En una conversación con The New York Times, Christopher Nolan habló con inusual franqueza sobre la presión que ha acompañado a Odisea (The Odyssey), la adaptación cinematográfica del clásico de Homero, considerada hasta ahora la producción más ambiciosa de su carrera.
Christopher Nolan admite que el estreno de una película siempre genera incertidumbre
Lejos de presentar la imagen del director que tiene todas las respuestas, Christopher Nolan explicó que la parte más difícil del proceso llega cuando deja de tener el control sobre la obra. “Es muy estresante”, confesó al referirse al periodo previo al estreno. “Trabajas en algo durante mucho tiempo, te importa muchísimo, pero las películas pertenecen al público. Así que, en cierto modo, todo se vuelve subjetivo”.
Sus palabras reflejan una realidad poco visible en la industria cinematográfica: incluso después de años de experiencia y reconocimientos internacionales, ningún director puede anticipar cómo reaccionará la audiencia ante una historia en la que ha invertido años de trabajo.
Odisea elevó el nivel de exigencia
La presión también estuvo relacionada con la dimensión del proyecto.
Desde que comenzó su desarrollo, Odisea ha sido descrita como una de las producciones técnicamente más complejas de Christopher Nolan. La película fue rodada íntegramente con cámaras IMAX, convirtiéndose en la primera superproducción filmada por completo en este formato gracias a una nueva generación de equipos desarrollados específicamente para responder a las necesidades del director.
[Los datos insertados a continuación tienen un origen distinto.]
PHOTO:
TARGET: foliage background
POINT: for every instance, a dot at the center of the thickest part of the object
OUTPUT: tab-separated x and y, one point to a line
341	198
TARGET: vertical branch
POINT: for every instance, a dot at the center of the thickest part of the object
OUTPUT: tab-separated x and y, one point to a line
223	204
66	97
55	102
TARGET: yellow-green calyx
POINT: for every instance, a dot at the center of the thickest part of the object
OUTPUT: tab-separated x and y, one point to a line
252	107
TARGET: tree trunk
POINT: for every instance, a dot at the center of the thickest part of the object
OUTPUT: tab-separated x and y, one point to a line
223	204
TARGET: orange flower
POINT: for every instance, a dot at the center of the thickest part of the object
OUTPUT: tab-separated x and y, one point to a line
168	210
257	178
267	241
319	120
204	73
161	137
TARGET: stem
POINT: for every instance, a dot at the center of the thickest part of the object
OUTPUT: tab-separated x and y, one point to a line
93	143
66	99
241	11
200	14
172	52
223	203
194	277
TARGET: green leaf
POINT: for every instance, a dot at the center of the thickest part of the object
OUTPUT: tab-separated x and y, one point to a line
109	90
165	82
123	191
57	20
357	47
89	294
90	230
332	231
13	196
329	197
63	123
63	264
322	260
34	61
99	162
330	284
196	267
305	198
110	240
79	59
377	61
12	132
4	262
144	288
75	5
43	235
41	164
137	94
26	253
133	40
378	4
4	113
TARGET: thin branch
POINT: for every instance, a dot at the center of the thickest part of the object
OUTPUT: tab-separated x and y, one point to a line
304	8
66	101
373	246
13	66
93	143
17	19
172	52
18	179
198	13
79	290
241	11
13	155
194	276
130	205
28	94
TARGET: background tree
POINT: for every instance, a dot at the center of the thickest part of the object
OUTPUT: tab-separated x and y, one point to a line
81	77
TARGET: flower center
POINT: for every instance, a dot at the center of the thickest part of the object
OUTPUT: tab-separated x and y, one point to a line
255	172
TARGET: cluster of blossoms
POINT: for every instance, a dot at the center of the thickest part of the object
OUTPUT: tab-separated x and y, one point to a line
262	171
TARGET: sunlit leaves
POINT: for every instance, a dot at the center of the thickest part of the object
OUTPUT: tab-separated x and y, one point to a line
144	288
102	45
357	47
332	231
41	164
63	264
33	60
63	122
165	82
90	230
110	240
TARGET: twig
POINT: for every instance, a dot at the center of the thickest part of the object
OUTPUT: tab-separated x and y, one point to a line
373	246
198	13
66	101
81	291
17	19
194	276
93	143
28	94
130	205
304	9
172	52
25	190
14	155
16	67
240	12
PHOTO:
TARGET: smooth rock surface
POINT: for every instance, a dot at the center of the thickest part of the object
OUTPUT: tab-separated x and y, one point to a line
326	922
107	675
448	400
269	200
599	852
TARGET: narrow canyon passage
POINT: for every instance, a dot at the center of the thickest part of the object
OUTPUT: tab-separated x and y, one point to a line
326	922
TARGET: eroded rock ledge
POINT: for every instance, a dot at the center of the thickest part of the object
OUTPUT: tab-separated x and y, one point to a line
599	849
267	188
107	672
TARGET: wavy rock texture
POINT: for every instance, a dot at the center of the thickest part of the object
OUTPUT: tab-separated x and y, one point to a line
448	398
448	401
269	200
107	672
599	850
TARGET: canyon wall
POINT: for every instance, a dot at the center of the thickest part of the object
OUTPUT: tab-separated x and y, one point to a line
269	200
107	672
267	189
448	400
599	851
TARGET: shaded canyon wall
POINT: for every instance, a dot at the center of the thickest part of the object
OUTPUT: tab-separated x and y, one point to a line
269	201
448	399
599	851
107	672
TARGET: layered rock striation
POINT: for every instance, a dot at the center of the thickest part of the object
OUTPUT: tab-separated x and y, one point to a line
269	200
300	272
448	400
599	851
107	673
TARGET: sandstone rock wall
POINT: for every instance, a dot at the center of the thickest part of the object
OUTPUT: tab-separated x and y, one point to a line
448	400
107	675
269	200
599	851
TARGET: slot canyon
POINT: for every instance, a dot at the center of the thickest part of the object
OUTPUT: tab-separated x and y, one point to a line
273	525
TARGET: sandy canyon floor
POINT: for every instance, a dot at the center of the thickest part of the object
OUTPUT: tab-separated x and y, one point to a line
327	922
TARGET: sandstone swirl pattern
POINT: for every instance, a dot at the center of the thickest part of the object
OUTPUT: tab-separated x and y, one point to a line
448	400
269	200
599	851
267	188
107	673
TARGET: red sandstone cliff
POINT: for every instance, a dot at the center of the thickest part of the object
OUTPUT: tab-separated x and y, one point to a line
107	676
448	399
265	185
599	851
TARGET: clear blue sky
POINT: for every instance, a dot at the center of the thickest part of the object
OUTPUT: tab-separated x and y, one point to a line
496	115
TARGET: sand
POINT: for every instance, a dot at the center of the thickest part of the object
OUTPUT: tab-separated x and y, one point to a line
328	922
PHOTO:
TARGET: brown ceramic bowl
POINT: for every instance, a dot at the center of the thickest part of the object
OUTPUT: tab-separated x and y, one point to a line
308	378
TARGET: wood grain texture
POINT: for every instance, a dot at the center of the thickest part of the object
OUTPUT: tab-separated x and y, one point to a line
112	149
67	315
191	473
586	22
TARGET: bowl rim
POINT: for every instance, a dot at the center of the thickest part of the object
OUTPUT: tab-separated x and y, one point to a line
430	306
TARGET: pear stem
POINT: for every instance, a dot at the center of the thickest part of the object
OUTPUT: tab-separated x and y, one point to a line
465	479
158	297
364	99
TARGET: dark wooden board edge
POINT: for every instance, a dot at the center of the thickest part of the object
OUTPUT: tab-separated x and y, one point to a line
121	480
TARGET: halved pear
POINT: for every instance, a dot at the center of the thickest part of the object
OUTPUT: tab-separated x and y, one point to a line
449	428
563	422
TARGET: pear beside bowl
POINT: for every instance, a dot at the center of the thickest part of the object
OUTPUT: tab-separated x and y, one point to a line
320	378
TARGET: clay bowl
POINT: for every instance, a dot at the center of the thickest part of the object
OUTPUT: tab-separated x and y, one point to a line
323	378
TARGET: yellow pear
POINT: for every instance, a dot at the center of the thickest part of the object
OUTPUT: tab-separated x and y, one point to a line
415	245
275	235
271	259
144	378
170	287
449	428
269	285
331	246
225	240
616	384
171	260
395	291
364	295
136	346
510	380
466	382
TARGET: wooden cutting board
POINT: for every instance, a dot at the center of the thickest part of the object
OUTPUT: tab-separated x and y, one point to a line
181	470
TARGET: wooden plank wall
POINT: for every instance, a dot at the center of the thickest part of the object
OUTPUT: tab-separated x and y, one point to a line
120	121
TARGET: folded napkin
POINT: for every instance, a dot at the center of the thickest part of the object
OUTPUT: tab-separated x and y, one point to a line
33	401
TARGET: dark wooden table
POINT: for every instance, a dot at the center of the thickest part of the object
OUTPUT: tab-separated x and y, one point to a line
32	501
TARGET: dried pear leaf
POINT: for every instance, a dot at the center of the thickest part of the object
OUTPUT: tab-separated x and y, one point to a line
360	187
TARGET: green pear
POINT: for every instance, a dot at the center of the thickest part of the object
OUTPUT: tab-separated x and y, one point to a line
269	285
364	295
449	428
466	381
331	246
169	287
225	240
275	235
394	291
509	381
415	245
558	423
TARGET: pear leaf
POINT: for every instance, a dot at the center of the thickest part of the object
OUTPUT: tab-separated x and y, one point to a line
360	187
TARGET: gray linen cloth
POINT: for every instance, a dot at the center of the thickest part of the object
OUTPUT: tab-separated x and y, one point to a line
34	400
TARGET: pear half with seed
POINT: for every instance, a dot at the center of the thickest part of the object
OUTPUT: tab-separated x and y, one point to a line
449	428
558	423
El rodaje también llevó al equipo a trabajar en escenarios naturales de Grecia, Italia, Marruecos, Escocia e Islandia, privilegiando locaciones reales y efectos prácticos por encima del uso intensivo de imágenes generadas por computadora, una filosofía que Nolan ha defendido durante gran parte de su filmografía.
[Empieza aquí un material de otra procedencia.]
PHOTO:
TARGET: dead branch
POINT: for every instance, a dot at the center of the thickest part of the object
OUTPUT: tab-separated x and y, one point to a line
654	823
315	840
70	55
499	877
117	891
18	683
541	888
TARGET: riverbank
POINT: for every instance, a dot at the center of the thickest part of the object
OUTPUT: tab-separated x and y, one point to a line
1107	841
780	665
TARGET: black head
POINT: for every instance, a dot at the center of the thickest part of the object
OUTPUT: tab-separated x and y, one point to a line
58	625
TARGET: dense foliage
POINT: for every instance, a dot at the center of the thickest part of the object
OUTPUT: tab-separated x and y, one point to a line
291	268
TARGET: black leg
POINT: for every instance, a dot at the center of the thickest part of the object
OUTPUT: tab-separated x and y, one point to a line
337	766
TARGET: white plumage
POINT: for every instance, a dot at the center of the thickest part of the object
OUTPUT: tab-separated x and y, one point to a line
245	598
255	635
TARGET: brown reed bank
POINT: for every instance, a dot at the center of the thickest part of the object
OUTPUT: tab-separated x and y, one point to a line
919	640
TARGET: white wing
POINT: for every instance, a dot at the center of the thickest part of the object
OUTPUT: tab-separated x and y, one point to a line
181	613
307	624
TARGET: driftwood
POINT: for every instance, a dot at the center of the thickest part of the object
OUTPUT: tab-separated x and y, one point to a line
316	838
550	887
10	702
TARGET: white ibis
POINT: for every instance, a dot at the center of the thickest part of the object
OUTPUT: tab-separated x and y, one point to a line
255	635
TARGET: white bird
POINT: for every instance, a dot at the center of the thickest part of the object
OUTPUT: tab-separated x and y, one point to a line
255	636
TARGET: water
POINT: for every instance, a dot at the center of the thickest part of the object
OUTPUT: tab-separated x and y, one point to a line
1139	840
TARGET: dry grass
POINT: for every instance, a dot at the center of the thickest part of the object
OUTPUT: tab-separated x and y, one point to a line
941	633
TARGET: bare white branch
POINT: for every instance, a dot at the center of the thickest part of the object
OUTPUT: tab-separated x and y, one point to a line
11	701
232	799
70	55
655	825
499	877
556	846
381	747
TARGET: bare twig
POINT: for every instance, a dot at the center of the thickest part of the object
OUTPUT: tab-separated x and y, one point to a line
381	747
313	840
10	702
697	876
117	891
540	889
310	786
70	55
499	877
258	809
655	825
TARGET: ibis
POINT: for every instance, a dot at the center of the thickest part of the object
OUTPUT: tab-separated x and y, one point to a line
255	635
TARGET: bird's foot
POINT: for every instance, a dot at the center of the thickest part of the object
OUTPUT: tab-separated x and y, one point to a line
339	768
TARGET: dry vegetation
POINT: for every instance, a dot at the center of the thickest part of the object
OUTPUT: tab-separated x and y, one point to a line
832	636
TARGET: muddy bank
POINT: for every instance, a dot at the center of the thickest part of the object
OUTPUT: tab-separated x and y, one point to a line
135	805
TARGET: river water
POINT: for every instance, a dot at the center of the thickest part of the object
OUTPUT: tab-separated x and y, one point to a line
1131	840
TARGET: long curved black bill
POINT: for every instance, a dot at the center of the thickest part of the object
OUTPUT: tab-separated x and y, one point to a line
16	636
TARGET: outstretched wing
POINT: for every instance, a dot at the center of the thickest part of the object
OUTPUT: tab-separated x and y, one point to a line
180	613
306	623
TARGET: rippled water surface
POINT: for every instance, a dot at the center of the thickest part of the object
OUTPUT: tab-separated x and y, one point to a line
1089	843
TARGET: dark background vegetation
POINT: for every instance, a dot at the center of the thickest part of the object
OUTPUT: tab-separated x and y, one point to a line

La magnitud del proyecto quedó reflejada incluso entre sus protagonistas. Matt Damon recordó que, al terminar de leer el guion, su primera reacción fue preguntarse cómo sería posible convertir aquella historia en una película.
El precio de asumir riesgos
Las declaraciones del director llegan en un momento en el que las expectativas sobre Odisea son especialmente altas. Después del fenómeno cultural que representó Oppenheimer, cualquier nuevo proyecto de Christopher Nolan carga con la presión inevitable de superar un estándar que él mismo ayudó a construir.
Sin embargo, lejos de evitar esa responsabilidad, el cineasta parece asumirla como parte de su oficio. Para él, el riesgo creativo sigue siendo indispensable, aunque implique convivir con la incertidumbre durante años.
Quizá esa sea una de las revelaciones más interesantes de su conversación con The New York Times: el éxito no elimina el miedo. La diferencia es que los grandes directores aprenden a trabajar con él.
En el caso de Christopher Nolan, esa incertidumbre no ha frenado su ambición. Al contrario, se ha convertido en el motor que impulsa cada uno de sus proyectos, incluido Odisea, una película que promete volver a desafiar los límites del cine contemporáneo.